Viviana Krsticevic is an international human rights lawyer from Argentina. Since 2022, she has been one of the three members of the Independent International Fact-Finding Mission on the Islamic Republic of Iran.

==Youth and education==
Krsticevic obtained her Bachelor of Laws at the University of Buenos Aires, a Master of Arts degree in Latin American studies at Stanford University, and a Master of Laws at Harvard Law School.

==International human rights lawyer==
Krsticevic's legal work has included representing victims of human rights violations in Latin America. She defended two hundred cases at the Inter-American Commission on Human Rights and the Inter-American Court of Human Rights and has been amicus curiae at the European Court of Human Rights.

Krsticevic has taught at the American University Washington College of Law. As of 2026, she has been the executive director of the human-rights non-governmental organization Center for Justice and International Law (CEJIL) since 2015 or earlier.

In November 2022, Krsticevic was appointed as one of the three volunteer (unsalaried) expert members of the Independent International Fact-Finding Mission on the Islamic Republic of Iran, along with Shaheen Sardar Ali from Pakistan and the chair of the mission, Sara Hossain from Bangladesh. The United Nations Human Rights Council (UNHRC) created the fact-finding mission to investigate human rights violations in the Mahsa Amini protests and provides administrative support staff for the three expert members of the mission.

==Points of view and activism==
In 2015, Krsticevic criticised the ongoing human rights violations at Guantanamo Bay detention camp, including torture and the ongoing detention of 59 detainees who had been cleared of criminal charges and of 68 detainees classified as "indefinite detainees", which she described as a Kafkaesque legal term. She condemned the impunity for the suspected perpetrators of torture in the camp and for their command hierarchy.

Krsticevic co-founded a campaign for gender parity in international institutions called the "Gqual Campaign". In 2021, she argued that a report on the underrepresentation of women in international institutions by the Advisory Committee of the UNHRC could help to break the glass ceiling for women's participation in human-rights monitoring bodies and international courts.
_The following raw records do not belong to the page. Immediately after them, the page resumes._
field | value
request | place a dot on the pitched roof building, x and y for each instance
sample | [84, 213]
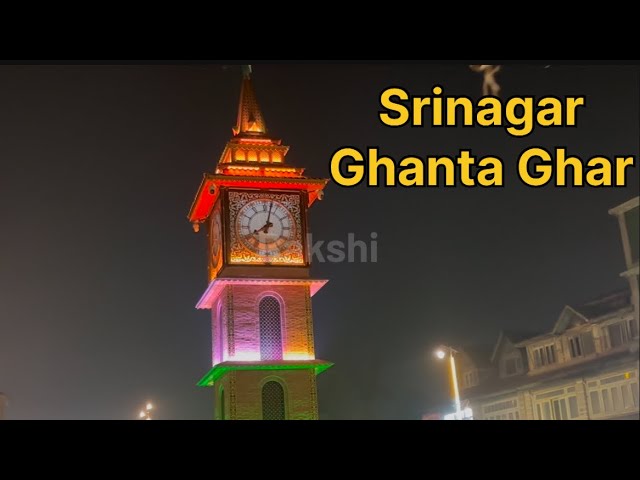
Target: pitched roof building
[585, 367]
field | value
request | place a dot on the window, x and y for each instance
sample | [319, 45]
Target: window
[273, 401]
[222, 412]
[588, 345]
[633, 329]
[626, 396]
[471, 378]
[504, 410]
[573, 407]
[575, 346]
[595, 402]
[558, 409]
[617, 335]
[606, 401]
[618, 393]
[544, 356]
[270, 329]
[512, 366]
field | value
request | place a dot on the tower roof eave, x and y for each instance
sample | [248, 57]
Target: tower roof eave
[210, 190]
[216, 287]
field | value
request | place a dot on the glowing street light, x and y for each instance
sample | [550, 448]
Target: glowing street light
[146, 413]
[441, 353]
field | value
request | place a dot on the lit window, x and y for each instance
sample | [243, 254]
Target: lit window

She expected that factors that would help achieve gender parity included improvements in communication and networking, as well as legal and institutional changes.

In 2024, Krsticevic stated that her experience in the Independent International Fact-Finding Mission on the Islamic Republic of Iran "strengthened [her] belief that the authoritarian playbooks can be cracked" by seeing a wide variety of Iranian women, supported by men, organising, speaking, and persistently insisting on equality and human rights.